CUTR-at-USF / ontime-performance-calculator

An application to calculate on-time performance using archived GTFS-realtime data
Other
4 stars 2 forks source link

Populating schedule_deviation column in dbo.vehicle_positions table #6

Closed mohangandhiGH closed 7 years ago

mohangandhiGH commented 7 years ago

schedule_deviation = (GPS timestamp - scheduled arrival time from GTFS stop_times.txt), in milliseconds. Positive numbers mean the vehicle is running late, while negative numbers mean the vehicle is arriving early.

barbeau commented 7 years ago

It should be noted that this is just an approximation of schedule deviation, as the GPS location will never be at the exact same position as the bus stop (we're recording distance from stop to GPS location in another database field).
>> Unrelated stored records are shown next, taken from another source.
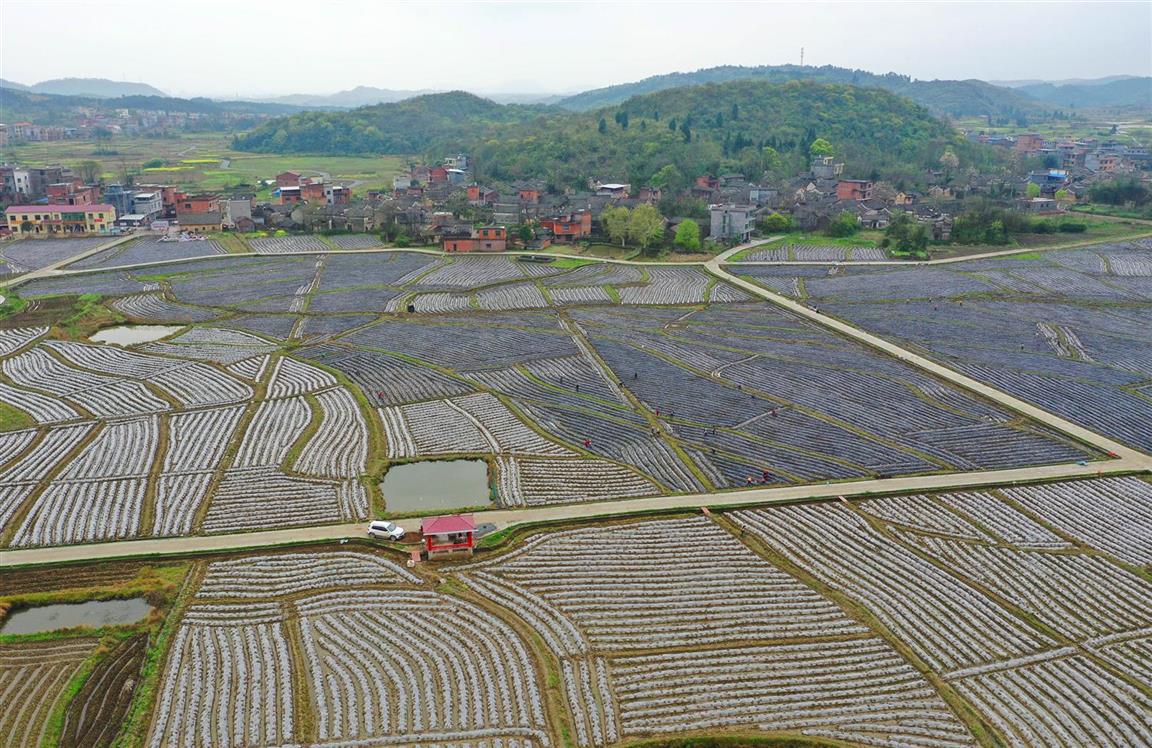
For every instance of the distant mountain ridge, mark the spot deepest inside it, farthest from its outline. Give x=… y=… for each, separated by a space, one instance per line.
x=955 y=98
x=745 y=126
x=93 y=88
x=50 y=108
x=1023 y=82
x=1123 y=92
x=360 y=96
x=371 y=96
x=400 y=127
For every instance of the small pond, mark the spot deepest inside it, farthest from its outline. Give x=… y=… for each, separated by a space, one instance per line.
x=93 y=614
x=434 y=485
x=133 y=334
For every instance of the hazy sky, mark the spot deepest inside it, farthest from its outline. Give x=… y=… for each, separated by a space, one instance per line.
x=227 y=47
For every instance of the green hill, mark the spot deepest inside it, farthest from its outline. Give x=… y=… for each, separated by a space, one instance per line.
x=742 y=126
x=745 y=126
x=411 y=126
x=956 y=98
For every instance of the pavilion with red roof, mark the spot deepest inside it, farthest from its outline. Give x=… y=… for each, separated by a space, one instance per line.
x=448 y=534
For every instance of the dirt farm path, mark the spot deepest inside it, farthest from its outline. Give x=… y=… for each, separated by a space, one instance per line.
x=1126 y=460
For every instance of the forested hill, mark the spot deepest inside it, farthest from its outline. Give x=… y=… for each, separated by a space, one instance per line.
x=411 y=126
x=747 y=126
x=955 y=98
x=742 y=126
Future work would include creating heuristics to approximate actual schedule deviation by extrapolating/interpolating when the vehicle actually arrived at the stop, perhaps using distance to stop, street network information, GPS speed, etc.

barbeau commented 7 years ago

@mohangandhiGH One more item I just thought of - I just added another field to the database, timepoint, which is a boolean value. In the HART GTFS data, stop_times.txt contains a value timepoint for each stop in the trip. When writing the closest_stop_id to the database, please check if this closest_stop_id has timepoint set to 1 in stop_times.txt - if yes, then set timepoint to true in the database. If timepoint is set to 0 in stop_times.txt, or if the timepoint field is missing from the GTFS data, then set timepoint to false in the database. If timepoint is set to 0 in stop_times.txt, then set timepoint to false in the database. If the timepoint field is missing from the GTFS data, then leave the timepoint field empty (null) in the database.

barbeau commented 7 years ago

Actually, I need to revise the above:

If timepoint is set to 0 in stop_times.txt, or if the timepoint field is missing from the GTFS data, then set timepoint to false in the database.

...should say:

If timepoint is set to 0 in stop_times.txt, then set timepoint to false in the database. If the timepoint field is missing from the GTFS data, then leave the timepoint field empty (null) in the database.

mohangandhiGH commented 7 years ago

@barbeau Hi Sean, there is a limitation in calculating schedule_deviation. May be you might have told me at some point of time about this. Still I want to memorize it once more... The problem is, when real time feed contains the arrival timestamp as 1:00:00 am but static feed contains the arrival_time as 26:00:00. Here First I tried to get 26:00:00 as (26:00:00 - 24:00:00) 2:00:00 am and then calculate deviation as -1 hrs (i.e., 1:00:00 - 2:00:00). This time it's correct.

But if rt arrival_time is 23:00:00, schedule_deviation would come as +21 hrs (i.e., 23:00:00 - 2:00:00). This is not correct because it should be -3 hrs.

We would get same, but flipped (i.e., first calculation wrong and second calculation right) calculations if we would not have substracted 24 hrs from static arrival_time > 24 hrs.... (Substracting 24 hours, if static arrival_time > 24 hrs does not really making a difference) At first, I have overseen this problem.

Overall, the problem lies in storing the timestamp values in rt feed. If a service day has not finished and if trip goes to the next day, we are not storing timestamps >24 hrs as in static feed.

Currently, the code works fine if both scheduled arrival_time and rt arrival_time falls between 0 and 24 hours.

I need your suggestion on how we can proceed this, whether we make it as a limitation or think some other workaround...

barbeau commented 7 years ago

I might need to think a little more about this, but off the top of my head - in the case of HART, they only run service from around 5am to 1am the following morning: http://www.gohart.org/Pages/maps-schedules.aspx

So I think for now it's ok to assume that if a GPS timestamp is between midnight and 3am, then it is for the service from the previous day, and you can convert the time to seconds after midnight from the previous day.

A way to generalize to other agencies might be to see if there is a gap of GPS data that indicates no service in the middle of the night, and then calculate the middle of that gap and do the same cutoff calculation. There will be corner cases for agencies that run 24/7 service where this doesn't work, but we can deal with that later.

I'll think about this a bit more, but I think the above strategy would be reasonable for now.

mohangandhiGH commented 7 years ago

In our current RT database, there are many records whose timestamp is between 3am and 5am. Can we ignore these records for now?

barbeau commented 7 years ago

GPS timestamps in database should be in UTC, so you'll need to convert them to Eastern time to match the GTFS.